The Pac Heights property had apparently been lingering on the market — a relative term when we're talking about ultra-luxury real estate — before the sellers decided to hold firm on their price rather than negotiate down. The bet paid off. Someone with either very deep pockets or a very creative mortgage broker finally blinked.
Let's put $27.5 million in perspective. That's roughly the cost of 55 median-priced San Francisco homes. It's more than the annual budget of several city departments that somehow still can't keep the sidewalks clean. It's the kind of money that could fund a small fleet of Waymos to circle the block in perpetuity.
But here's the thing — and this is where the free-market part of our brains kicks in — there's nothing wrong with this sale. A willing seller found a willing buyer at a price they both agreed on. No subsidies, no tax breaks, no Board of Supervisors approval needed. Just pure, unadulterated market economics doing what market economics does.
What is worth noting is the contrast. While the ultra-luxury tier of SF real estate continues to mint millionaires on paper, the city's regulatory apparatus makes it nearly impossible to build the kind of middle-market housing that normal people actually need. We've got $27.5 million mansions trading hands while teachers and nurses commute from Tracy.

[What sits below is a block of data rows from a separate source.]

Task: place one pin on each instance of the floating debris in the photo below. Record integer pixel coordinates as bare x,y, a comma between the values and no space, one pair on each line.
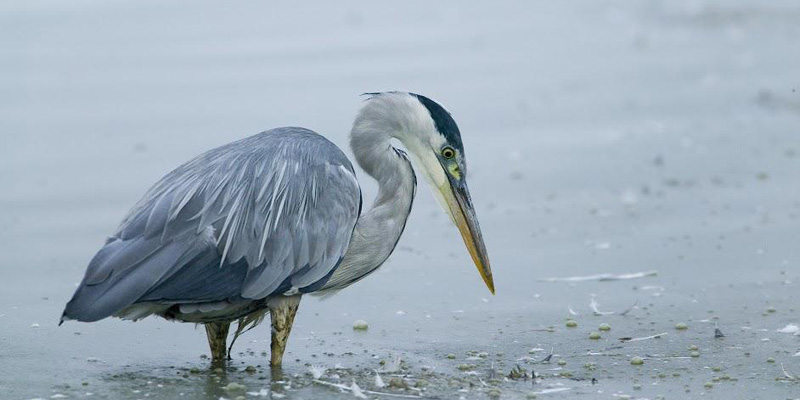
786,374
602,277
594,306
317,371
398,383
791,328
357,392
627,339
569,308
548,358
234,387
394,366
378,381
553,390
466,367
518,373
261,393
364,392
360,325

The problem was never that rich people buy expensive homes. The problem is that San Francisco has spent decades making it functionally illegal to build enough homes for everyone else. Until City Hall gets serious about cutting permitting red tape and actually allowing density, the housing market will remain a tale of two cities — one where patience nets you $27.5 million, and another where patience just means waiting three years for a studio apartment in the Sunset.